航空業界のIT担当責任者にとって、できるだけ低コストでより多くのことを実現したり、仮想化を活用したり、セルフサービスのためのテクノロジの利用を推進するということはいずれも、以前からあった課題と言えるだろう。しかし2010年になって新たな課題が加わった--いかにアップル製品の使いやすさを見習うかということである。
スマートフォンやネットブック>といったハイエンドのガジェットが普及してきたことで、企業の最高情報責任者(CIO)たちの眼前に新たな問題が浮上してきている。その問題は、職場で一般社員が日々使用しているIT機器よりも、彼らが自宅で使っているIT機器の方がより速く、より高性能で、よりユーザーフレンドリーなものとなっているために引き起こされる。
こういった問題は、航空業界ではさらに深刻なものとなっている。というのも、使いやすいハードウェアやアプリケーションに慣れた顧客が航空機の予約や旅行手続きを行う際に、航空会社の非直感的なシステムの使用を余儀なくされるためである。
また、航空機利用客は新しいガジェットの使用に対してより積極的であり、かつそれを使いこなしていることによって、こういった問題にさらに拍車がかかっている--調査分析会社Forrester Researchによると、旅行者は新規テクノロジを、一般的な普及に約18カ月先立って採用しているという。
ブリュッセルで開催された「Air Transport IT Summit 2010」カンファレンスにおいて、Delta AirlinesのCIOであるJay Fredericks氏は「iPadを購入して1週間しか経っていない顧客であっても、航空会社の職員が8年前のPCを使ってホストコンピュータと緑色のテキストを使ってやり取りする間、辛抱強く待ってくれたりはしない」と述べている。

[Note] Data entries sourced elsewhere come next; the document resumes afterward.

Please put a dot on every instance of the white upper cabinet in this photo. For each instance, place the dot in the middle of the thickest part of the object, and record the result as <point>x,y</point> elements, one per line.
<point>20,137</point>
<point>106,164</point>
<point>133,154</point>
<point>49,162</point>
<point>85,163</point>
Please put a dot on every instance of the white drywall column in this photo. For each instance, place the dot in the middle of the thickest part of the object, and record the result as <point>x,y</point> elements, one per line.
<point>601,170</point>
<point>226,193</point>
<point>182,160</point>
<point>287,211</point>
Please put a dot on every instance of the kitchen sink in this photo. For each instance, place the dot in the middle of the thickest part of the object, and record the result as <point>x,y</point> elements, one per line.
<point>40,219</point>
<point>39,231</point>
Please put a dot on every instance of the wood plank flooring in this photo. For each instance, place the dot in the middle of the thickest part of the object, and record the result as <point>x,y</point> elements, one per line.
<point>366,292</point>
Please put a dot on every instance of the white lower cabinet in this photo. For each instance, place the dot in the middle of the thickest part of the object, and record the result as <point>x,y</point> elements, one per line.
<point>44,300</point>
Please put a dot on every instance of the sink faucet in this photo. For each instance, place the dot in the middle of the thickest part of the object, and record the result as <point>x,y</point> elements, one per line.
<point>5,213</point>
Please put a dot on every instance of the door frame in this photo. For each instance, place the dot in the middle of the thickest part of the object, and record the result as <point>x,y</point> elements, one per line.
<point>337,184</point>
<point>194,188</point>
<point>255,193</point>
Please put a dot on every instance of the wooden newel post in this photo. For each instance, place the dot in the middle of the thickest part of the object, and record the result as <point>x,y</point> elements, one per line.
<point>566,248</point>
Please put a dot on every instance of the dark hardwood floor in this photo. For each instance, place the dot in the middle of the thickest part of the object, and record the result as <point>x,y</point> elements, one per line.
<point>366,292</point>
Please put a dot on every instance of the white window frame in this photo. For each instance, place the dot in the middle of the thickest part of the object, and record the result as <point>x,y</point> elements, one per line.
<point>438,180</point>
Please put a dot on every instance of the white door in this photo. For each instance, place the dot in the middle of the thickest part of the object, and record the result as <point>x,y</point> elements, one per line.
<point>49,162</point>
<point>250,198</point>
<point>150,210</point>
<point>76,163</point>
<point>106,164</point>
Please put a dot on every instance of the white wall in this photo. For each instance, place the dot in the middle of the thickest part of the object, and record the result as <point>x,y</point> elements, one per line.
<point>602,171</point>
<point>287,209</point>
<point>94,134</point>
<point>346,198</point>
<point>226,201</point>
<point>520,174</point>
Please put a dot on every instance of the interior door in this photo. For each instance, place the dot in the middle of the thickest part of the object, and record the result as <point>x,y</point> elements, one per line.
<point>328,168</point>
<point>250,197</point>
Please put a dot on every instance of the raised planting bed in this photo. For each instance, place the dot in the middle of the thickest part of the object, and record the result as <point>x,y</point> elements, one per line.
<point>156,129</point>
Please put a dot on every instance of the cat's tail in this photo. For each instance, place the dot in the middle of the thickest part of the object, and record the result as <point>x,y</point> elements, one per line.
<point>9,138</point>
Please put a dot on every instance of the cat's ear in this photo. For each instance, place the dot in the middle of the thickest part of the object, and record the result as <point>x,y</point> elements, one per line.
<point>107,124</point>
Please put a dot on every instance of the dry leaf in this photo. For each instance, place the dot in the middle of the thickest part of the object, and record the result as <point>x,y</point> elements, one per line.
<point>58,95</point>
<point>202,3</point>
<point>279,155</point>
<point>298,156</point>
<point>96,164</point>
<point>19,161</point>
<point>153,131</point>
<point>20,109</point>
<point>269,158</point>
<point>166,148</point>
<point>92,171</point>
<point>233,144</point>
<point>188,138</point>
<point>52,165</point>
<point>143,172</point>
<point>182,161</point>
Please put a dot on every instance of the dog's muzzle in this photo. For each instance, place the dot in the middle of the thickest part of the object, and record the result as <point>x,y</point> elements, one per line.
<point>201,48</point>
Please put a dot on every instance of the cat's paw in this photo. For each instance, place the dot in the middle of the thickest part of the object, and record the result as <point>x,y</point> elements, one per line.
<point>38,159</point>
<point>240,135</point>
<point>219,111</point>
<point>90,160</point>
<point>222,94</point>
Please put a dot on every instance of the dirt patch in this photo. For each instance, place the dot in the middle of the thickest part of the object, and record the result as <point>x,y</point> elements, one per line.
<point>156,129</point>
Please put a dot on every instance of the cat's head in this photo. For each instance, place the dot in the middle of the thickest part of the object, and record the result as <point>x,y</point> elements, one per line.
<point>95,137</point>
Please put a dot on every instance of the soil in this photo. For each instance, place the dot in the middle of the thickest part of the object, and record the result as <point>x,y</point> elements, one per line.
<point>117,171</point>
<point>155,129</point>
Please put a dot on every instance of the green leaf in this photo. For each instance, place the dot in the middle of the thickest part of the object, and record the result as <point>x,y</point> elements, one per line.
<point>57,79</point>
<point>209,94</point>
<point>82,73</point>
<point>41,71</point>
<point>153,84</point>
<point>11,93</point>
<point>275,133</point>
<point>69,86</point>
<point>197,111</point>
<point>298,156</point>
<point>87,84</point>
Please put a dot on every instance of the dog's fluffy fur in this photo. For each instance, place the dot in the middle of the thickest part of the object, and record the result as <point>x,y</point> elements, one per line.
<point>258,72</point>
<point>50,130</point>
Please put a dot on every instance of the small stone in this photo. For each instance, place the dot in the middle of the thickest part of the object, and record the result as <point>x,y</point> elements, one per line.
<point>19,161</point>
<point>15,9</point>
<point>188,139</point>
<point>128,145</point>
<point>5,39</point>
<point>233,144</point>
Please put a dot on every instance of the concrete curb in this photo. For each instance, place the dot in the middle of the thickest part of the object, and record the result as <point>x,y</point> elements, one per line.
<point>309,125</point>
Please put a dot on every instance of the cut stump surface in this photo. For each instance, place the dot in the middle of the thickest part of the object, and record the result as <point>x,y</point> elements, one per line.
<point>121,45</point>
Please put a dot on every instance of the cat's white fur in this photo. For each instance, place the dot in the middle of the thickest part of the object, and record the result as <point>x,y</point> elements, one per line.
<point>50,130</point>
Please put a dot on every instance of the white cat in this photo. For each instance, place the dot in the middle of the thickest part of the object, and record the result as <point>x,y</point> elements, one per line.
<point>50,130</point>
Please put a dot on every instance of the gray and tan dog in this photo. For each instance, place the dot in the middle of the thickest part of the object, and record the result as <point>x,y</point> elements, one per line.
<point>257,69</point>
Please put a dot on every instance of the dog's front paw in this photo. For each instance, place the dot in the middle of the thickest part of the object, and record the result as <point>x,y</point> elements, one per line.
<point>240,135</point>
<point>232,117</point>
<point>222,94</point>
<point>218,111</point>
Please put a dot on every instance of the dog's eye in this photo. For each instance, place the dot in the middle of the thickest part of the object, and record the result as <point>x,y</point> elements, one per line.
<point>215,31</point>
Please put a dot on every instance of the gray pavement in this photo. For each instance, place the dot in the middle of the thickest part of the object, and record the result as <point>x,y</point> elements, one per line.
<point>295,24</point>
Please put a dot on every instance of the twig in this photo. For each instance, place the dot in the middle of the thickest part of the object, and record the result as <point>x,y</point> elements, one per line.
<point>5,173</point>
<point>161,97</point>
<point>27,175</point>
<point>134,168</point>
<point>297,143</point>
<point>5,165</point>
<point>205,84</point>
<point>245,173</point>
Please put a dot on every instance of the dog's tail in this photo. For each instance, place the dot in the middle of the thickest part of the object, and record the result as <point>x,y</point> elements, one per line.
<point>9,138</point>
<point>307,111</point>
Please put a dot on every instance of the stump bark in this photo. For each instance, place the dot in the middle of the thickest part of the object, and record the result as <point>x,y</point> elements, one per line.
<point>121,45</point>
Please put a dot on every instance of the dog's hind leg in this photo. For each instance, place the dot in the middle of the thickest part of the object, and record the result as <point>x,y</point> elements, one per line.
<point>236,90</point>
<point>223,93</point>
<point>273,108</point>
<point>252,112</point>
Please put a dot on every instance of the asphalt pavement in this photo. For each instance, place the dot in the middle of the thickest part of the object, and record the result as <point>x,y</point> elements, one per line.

iPadがセルフサービス形式のチェックインデスクに置かれ、顧客がそれを用いて手続きを行うような日が来るとは考えにくいが(導入するには、5歳の子どもによって激しく叩かれるなどの、過酷な使用状況に耐えられなければならないため)、Fredericks氏は現場での「コンシューマーテクノロジの活用が(航空業界にとって)必要である」と考えている。
販売台数が200万台を突破したと発表(訳注:5月31日時点)されているAppleのiPadは、航空会社のIT責任者たちにとって部門が目指すべきコンシューマーテクノロジの基準となっている。
British Airways(BA)のCIOであるPaul Coby氏は同カンファレンスにおいて「iPadをはじめとするタブレットコンピュータによって人々の考え方が大きく変わると確信している・・・彼らはコンピュータの操作が楽しく、簡単なものだと考えるようになってきている。そのことこそがわれわれに突きつけられた課題なのである」と述べている。
また同氏は「GoogleやAppleはコンシューマーアプリケーションというものの基準を押し上げた」と付け加えている。